Les observations que nous avions formulées s'inscrivaient pourtant dans une démarche réellement constructive. Il n'y avait et il n'y a toujours de notre part aucune forme d'obstruction politique à la démarche engagée par la majorité gouvernementale.
Personne ne nie l'importance de préserver le débat public des fausses informations. Nous sommes convaincus qu'elles appellent de notre part une réflexion approfondie. Le Sénat s'emploie d'ailleurs en ce sens. Ainsi, des sénateurs de tous les groupes se sont associés, sur l'initiative de Mme la présidente Morin-Desailly, pour déposer une proposition de résolution européenne sur la responsabilisation partielle des hébergeurs. Cela illustre le consensus qui existe parmi nous sur ce sujet, comme sur l'analyse que nous voulons en faire. Nous sommes toutes et tous convaincus de la nécessité d'agir.
Contrairement à ce qui a pu être affirmé à l'Assemblée nationale, nous n'estimons pas nécessairement que, « en matière de lutte contre les fausses informations, notre arsenal juridique est suffisant », ni qu'aucune évolution des textes existants n'est souhaitable. Nous ne jugeons pas non plus préférable « de laisser aux seules plateformes le soin de réguler l'information ». Enfin, nous ne considérons pas que « l'éducation aux médias, en particulier pour les plus jeunes, n'est pas un enjeu central et primordial du combat que nous voulons mener ».
La réalité est tout autre : nous ne nous retrouvons pas dans les propositions qui nous sont faites par nos collègues députés membres de la majorité. À la vérité, les fondements mêmes de ce texte ne conviennent pas. En effet, l'objectif n'est pas correctement servi par les dispositions législatives envisagées, qui pourraient même, in fine, se révéler pernicieuses.
Ainsi, le juge des référés ne peut être en mesure d'apprécier sous quarante-huit heures, d'une part, si des informations sont effectivement fausses, et, d'autre part, si elles ont été diffusées de manière artificielle ou automatisée. S'il y a flagrance, son action sera en quelque sorte inutile. En l'absence de flagrance, si le juge, par prudence, décide de ne pas se prononcer, il légitimera d'une certaine façon l'information diffusée.
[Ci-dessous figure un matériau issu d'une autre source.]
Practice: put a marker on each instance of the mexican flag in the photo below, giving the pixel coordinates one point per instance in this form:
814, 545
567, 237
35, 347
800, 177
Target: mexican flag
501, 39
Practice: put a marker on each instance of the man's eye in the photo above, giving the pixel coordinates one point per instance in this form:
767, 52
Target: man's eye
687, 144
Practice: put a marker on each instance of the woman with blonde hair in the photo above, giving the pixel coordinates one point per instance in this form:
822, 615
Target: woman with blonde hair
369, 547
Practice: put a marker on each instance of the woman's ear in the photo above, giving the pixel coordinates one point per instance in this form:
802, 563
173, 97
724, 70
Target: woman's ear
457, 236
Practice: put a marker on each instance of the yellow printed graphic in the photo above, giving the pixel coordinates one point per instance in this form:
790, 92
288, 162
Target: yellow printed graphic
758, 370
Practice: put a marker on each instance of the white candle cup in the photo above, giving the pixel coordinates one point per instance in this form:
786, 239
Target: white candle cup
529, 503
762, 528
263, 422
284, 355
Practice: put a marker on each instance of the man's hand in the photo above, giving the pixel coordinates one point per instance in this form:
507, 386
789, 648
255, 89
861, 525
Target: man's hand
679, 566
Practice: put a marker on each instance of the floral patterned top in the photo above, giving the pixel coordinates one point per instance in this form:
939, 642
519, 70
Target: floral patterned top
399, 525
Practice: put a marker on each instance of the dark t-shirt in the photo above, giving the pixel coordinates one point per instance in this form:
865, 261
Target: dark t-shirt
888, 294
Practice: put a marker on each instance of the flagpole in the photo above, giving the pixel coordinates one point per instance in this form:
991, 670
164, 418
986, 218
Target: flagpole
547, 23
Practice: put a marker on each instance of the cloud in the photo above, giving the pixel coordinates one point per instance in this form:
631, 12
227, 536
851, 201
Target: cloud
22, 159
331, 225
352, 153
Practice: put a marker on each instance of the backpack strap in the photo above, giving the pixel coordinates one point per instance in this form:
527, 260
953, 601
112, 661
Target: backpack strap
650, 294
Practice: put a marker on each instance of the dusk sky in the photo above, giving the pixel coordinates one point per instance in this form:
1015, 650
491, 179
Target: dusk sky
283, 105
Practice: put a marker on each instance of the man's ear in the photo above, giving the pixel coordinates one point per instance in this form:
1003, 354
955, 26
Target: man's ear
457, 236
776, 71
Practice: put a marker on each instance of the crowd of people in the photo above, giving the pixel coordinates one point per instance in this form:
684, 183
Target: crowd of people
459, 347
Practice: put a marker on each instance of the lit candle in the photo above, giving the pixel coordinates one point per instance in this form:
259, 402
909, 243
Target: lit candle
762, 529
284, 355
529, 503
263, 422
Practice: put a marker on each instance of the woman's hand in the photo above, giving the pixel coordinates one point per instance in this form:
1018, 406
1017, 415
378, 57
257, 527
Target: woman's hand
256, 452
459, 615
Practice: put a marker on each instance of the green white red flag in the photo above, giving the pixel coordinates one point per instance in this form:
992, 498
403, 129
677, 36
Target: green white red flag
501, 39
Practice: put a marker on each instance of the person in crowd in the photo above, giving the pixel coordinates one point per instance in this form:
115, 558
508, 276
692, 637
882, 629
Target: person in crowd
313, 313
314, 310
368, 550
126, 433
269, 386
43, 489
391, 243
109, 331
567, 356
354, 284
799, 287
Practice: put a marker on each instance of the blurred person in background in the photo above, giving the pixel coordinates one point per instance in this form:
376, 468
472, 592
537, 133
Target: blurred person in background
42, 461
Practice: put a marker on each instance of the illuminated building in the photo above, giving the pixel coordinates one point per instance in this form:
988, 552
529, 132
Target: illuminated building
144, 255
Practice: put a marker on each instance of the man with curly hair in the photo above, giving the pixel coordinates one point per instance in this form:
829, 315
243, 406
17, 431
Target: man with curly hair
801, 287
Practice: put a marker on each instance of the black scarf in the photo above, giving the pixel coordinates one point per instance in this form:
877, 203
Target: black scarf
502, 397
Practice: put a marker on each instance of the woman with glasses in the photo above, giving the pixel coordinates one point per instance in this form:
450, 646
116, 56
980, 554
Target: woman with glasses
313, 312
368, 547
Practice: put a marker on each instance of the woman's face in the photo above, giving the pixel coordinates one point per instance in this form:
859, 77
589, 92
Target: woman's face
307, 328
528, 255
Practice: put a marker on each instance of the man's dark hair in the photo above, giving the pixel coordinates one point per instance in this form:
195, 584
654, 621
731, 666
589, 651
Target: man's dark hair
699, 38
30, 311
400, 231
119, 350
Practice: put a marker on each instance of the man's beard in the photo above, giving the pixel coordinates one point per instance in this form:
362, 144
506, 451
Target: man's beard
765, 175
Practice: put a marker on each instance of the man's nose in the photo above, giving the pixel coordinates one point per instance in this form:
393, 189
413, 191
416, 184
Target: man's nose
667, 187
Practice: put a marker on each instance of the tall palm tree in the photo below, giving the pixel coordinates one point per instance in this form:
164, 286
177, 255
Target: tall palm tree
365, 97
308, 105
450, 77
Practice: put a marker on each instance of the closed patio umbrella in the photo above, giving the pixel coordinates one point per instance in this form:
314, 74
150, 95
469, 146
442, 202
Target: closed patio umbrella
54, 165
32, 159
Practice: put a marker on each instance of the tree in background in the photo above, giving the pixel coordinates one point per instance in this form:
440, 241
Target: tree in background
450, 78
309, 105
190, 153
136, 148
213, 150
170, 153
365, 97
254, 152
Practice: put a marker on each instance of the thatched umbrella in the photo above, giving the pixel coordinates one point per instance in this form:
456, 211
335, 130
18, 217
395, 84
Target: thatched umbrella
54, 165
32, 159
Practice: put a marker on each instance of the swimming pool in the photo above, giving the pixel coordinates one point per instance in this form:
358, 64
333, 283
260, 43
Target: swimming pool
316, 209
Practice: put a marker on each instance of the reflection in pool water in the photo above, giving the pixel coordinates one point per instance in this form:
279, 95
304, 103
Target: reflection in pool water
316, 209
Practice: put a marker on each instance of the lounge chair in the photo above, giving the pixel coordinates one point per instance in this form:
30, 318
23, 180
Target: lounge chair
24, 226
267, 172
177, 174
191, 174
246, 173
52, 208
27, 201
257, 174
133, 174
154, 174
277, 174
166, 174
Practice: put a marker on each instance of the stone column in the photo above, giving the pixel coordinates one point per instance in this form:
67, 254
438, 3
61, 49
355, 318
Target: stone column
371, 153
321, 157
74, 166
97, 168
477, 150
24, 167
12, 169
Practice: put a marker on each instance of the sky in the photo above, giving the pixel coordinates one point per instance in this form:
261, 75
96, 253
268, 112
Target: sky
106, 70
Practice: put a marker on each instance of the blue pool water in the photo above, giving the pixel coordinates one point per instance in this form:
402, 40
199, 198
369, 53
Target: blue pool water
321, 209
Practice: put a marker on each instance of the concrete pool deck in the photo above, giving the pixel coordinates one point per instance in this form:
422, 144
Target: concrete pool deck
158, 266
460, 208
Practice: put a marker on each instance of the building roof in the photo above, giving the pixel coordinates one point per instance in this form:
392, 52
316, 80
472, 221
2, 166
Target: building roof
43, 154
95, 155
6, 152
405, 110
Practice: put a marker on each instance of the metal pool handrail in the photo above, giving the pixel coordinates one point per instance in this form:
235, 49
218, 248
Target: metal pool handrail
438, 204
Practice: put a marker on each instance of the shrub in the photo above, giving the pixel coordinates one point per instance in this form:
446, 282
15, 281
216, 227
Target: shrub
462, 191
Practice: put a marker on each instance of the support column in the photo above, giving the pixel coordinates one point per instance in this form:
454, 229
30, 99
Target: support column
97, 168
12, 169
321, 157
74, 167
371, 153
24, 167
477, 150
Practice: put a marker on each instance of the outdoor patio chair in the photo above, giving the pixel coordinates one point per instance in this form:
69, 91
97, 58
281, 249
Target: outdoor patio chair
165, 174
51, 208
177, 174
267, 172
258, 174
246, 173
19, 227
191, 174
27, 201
En outre, les nouvelles responsabilités dévolues au Conseil supérieur de l'audiovisuel, le CSA, nous paraissent bien disproportionnées par rapport à son rôle actuel et aux moyens qui lui sont octroyés.
Quant aux dispositions relatives à la formation au numérique et aux médias, notamment des plus jeunes, elles sont souhaitées et souhaitables, mais force est de constater que celles qui ont déjà été introduites par le Sénat en 2011 n'ont toujours pas trouvé de cadre d'action global.
Les sénateurs du groupe du RDSE se félicitent tout de même de l'annonce – même si elle ne s'inscrit pas dans le cadre législatif dont nous débattons cet après-midi – du lancement d'une mission confiée à l'ancien président de l'Agence France Presse et visant à créer une autorité de déontologie de la presse. En effet, l'un des remparts les plus efficaces contre la désinformation et la manipulation de l'information demeure les médias et ceux qui les animent, les journalistes.
Pour l'avenir, employons-nous à travailler en harmonie avec l'Union européenne. C'est à ce niveau que, dans un souci d'efficacité et de respect des libertés fondamentales, le combat est à mener. Pourquoi créer une procédure spécifique à l'échelle nationale, alors que, même si l'on peut estimer qu'ils évoluent encore trop lentement, les travaux européens sur le sujet avancent et tendent à établir une régulation plus générale ?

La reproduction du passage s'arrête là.